On now to influences, and for John, the seeds of his book were sown in childhood with his reading of Jane Eyre and The Secret Garden - large, spooky houses, primeval fears, unseen presences, all informed his own writing. At 21 he read Henry James' The Turn of the Screw, and it remains the most terrifying story for him, and in Florence and Giles he uses a similar set-up but tells the tale from the children's point of view to create not a sequel or a pastiche, but a gothic thriller all its own. Michelle acknowledged her debt to M.R. James whose ghost stories she studied at a forensic level of detail. Both writers look for a realistic and highly atmospheric setting, characters about whom one cares, and a strong emotional response to the writing; what they seek in others' work they give in their own.

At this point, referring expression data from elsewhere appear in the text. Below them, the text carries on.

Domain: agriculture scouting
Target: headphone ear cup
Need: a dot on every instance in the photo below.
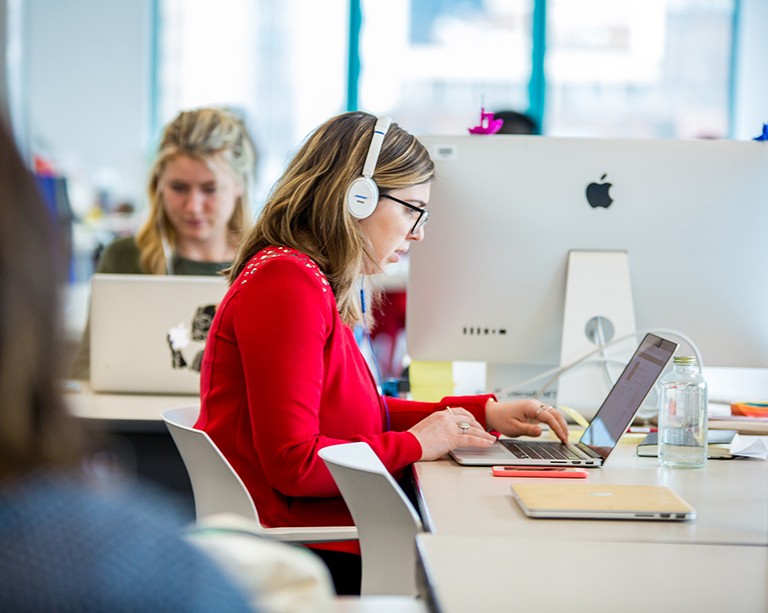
(362, 197)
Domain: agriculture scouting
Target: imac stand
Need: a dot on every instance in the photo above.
(598, 308)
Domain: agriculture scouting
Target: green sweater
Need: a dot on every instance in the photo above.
(122, 257)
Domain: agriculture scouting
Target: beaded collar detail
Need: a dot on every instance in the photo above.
(269, 253)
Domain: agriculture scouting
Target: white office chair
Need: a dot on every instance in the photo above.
(217, 488)
(386, 520)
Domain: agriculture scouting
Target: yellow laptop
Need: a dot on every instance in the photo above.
(599, 501)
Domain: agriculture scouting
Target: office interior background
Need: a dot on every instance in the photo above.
(89, 85)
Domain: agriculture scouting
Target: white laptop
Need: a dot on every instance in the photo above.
(148, 331)
(605, 430)
(601, 501)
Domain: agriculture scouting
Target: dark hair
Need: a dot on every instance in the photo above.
(36, 430)
(516, 123)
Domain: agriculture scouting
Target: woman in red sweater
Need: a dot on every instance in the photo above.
(283, 376)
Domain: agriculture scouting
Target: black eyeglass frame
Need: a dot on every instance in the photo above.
(420, 220)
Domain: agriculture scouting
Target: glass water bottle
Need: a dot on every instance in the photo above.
(683, 416)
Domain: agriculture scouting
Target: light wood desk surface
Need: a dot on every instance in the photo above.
(470, 573)
(730, 497)
(124, 411)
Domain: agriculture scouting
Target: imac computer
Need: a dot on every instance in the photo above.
(541, 250)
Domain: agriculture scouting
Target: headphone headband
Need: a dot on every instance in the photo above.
(363, 193)
(377, 140)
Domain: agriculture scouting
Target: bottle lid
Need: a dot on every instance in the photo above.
(684, 359)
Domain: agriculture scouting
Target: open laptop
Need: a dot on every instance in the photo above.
(148, 331)
(599, 501)
(602, 435)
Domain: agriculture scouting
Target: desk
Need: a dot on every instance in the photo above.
(470, 573)
(125, 412)
(730, 497)
(129, 430)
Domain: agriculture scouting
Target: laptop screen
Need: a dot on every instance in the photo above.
(626, 396)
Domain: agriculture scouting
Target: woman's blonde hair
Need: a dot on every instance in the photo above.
(307, 208)
(209, 135)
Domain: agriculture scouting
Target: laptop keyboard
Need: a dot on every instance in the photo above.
(540, 451)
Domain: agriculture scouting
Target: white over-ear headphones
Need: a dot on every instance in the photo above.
(363, 193)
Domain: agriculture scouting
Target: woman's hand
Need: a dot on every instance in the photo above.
(522, 418)
(445, 430)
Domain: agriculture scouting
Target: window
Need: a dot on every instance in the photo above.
(266, 59)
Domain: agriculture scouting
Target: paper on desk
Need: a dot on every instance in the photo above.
(744, 445)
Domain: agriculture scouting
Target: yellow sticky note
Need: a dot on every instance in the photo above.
(431, 381)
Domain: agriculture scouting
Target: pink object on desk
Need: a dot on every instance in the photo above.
(488, 124)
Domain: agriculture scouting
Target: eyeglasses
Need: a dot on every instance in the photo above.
(420, 220)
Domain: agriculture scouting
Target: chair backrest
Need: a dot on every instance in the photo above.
(386, 521)
(216, 487)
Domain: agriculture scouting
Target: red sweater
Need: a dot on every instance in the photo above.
(282, 377)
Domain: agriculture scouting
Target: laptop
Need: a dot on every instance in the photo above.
(148, 332)
(601, 437)
(599, 501)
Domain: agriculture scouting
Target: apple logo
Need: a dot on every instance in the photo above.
(597, 194)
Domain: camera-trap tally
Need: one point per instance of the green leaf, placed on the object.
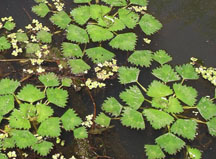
(98, 34)
(49, 79)
(4, 44)
(99, 54)
(111, 105)
(57, 96)
(81, 14)
(158, 119)
(103, 120)
(212, 126)
(9, 25)
(149, 24)
(206, 108)
(139, 2)
(82, 1)
(141, 58)
(128, 17)
(174, 106)
(160, 102)
(154, 152)
(41, 9)
(133, 97)
(21, 37)
(30, 94)
(8, 143)
(50, 127)
(71, 50)
(125, 42)
(116, 3)
(80, 133)
(132, 118)
(187, 71)
(128, 74)
(8, 86)
(194, 153)
(43, 112)
(23, 138)
(78, 66)
(98, 11)
(32, 48)
(70, 120)
(162, 57)
(185, 128)
(44, 36)
(170, 143)
(6, 104)
(77, 34)
(166, 73)
(61, 19)
(43, 148)
(158, 89)
(185, 94)
(18, 119)
(117, 25)
(66, 82)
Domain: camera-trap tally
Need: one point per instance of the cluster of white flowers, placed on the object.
(93, 84)
(12, 154)
(106, 70)
(58, 4)
(88, 123)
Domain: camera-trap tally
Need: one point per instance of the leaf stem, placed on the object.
(143, 88)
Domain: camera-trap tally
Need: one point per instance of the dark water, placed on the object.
(189, 29)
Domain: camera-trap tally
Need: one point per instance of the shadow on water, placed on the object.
(189, 29)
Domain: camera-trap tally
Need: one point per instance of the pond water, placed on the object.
(189, 29)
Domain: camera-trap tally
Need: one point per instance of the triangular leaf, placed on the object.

Michelle had travelled extensively in the Arctic, and seeing the long-abandoned mining communities and trappers' huts in Spitzbergen/Svalbard and experiencing the shortening days dwindling to continuous darkness, she knew she had her setting for Dark Matter, which was, she said, "a very intense write". Her period is the 1930s, chosen carefully for various reasons including the lack or limitations of communications technology: isolation could be absolute. John, too, chose a time and place - a secluded mansion in New England in 1891 - in which one could be cut off and frighteningly alone. Both writers' background reading sounded impressively comprehensive.
While Michelle read up on the slang of her period with particular references to language as a marker of social class, John invented words and a distinctive way of speaking for his 12-year-old character Florence. Denied an education by a guardian who believes girls don't require one, Florence has taught herself to read, and like Shakespeare, she coins words as she needs them, switching nouns and verbs, developing a type of verbal shorthand in which to express herself. John read an illustrative passage and left the audience wanting more (you'll get a taste of it in the short video here); indeed, he said that he found it hard to leave Florence's voice behind when he had finished the book and he is considering a follow-up.
In a genre characterised by certain conventions and a subtle, suggestive way with creeping dread, Michelle recommended Edith Wharton (for example The Demanding Dead) and The Virago Book of Ghost Stories, in addition to M.R. James, for those looking for further reading, but I'd say try Michelle's and John's books themselves because given the fascinating discussion I heard them in today, where these writers are concerned it's not just the ghost story that is in good hands.